Тоси-Боси, нахохлившись, угрюмо молчал.
— Ну, что вы такое говорите? — голос Дуремара звучал томно и напоминал шипение спускаемого воздушного шарика. — Павлик у нас славный мальчик, никто его не обижает, напротив — все любят.
— Я не вас спрашивала, — резко осадила вспыхнувшая от негодования Марго.— Помолчите, — строго предупредила она.
Я не без удовлетворения заметил, как побледнел Дуремар, как ему резко поплохело, стало не по себе. Он весь сразу скукожился, закашлялся и стал невыносимо противным.
— Да, — с трудом, пересиливая себя, прошептал Тоси-Боси. По его лицу побежали слезы. — Он меня щупает каждую смену. Садится на кровать и лезет руками к трусам, если я сопротивляюсь, наказывает, — Тоси-Боси еще больше расплакался. Марго пришлось заботливо его прислонить к себе. — Я его боюсь, — заикаясь, произнес Тоси-Боси.

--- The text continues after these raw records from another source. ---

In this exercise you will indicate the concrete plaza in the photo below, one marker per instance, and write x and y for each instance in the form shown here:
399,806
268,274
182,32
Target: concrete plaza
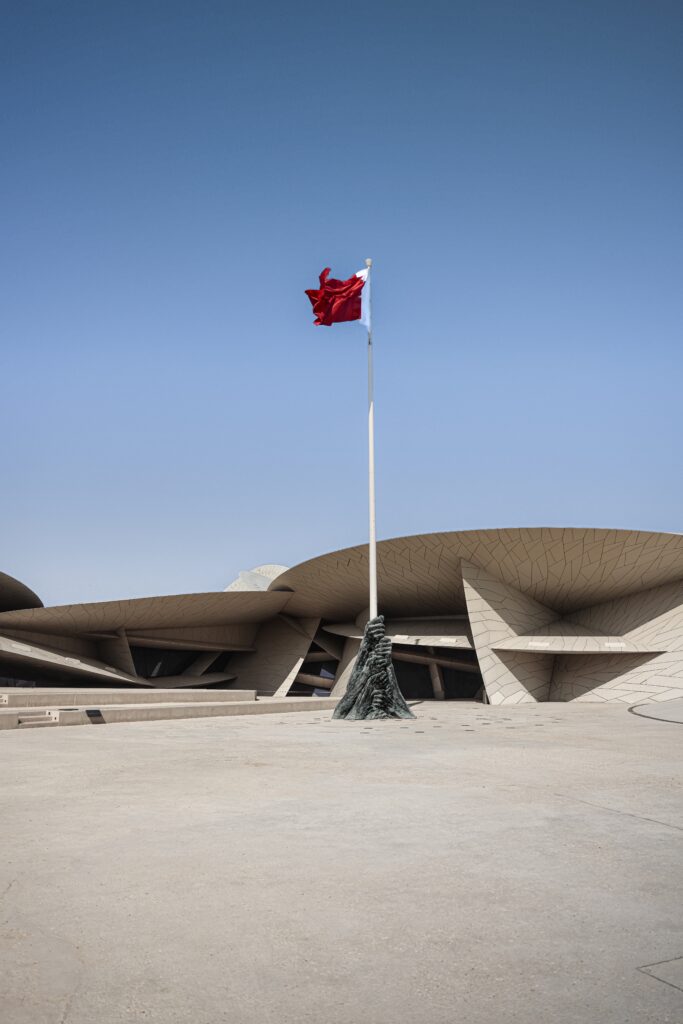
478,865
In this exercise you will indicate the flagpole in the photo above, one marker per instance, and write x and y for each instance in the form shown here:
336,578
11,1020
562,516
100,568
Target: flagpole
371,456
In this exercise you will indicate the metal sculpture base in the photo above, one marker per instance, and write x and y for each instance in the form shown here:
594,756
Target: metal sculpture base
373,689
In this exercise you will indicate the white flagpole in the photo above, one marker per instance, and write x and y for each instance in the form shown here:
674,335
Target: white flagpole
371,456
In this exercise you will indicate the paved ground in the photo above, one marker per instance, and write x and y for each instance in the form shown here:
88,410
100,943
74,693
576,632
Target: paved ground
481,866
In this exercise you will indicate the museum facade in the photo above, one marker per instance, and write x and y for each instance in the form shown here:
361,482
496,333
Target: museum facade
503,615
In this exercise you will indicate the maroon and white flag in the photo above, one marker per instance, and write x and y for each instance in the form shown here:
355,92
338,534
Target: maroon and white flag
340,301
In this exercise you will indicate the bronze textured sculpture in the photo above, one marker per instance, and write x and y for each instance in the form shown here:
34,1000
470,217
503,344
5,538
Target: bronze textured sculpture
373,690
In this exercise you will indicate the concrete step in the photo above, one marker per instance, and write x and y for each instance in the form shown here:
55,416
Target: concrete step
111,714
27,696
36,719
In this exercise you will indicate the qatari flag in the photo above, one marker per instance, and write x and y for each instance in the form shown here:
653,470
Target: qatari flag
339,301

— Больше тебе нечего бояться, Пашенька, — решительно заявила Марго, смерив Дуремара гневным взглядом. Казалось, она готова была вцепиться в него и разорвать на мелкие части.
Дуремар стоял ни живой, ни мертвый. Он что-то тихо лепетал в свое оправдание, чем еще больше вызвал раздражение старшего воспитателя.
— Я даю вам ночь, чтобы вы навсегда испарились из Клюшки! — брезгливо произнесла Марго. — Если завтра я узнаю, что вы еще в поселке, вас ждет неприятная встреча с прокуратурой.
— Спасибо, — выдавил из себя обалдевший от счастья Дуремар, его моментально смыло из спальни.
— Паша, пойдешь к парням в комнату и в группу Леолида Михайловича.
Глазенки Тоси-Боси засверкали от радости. Он счастливо мотнул головой в знак согласия.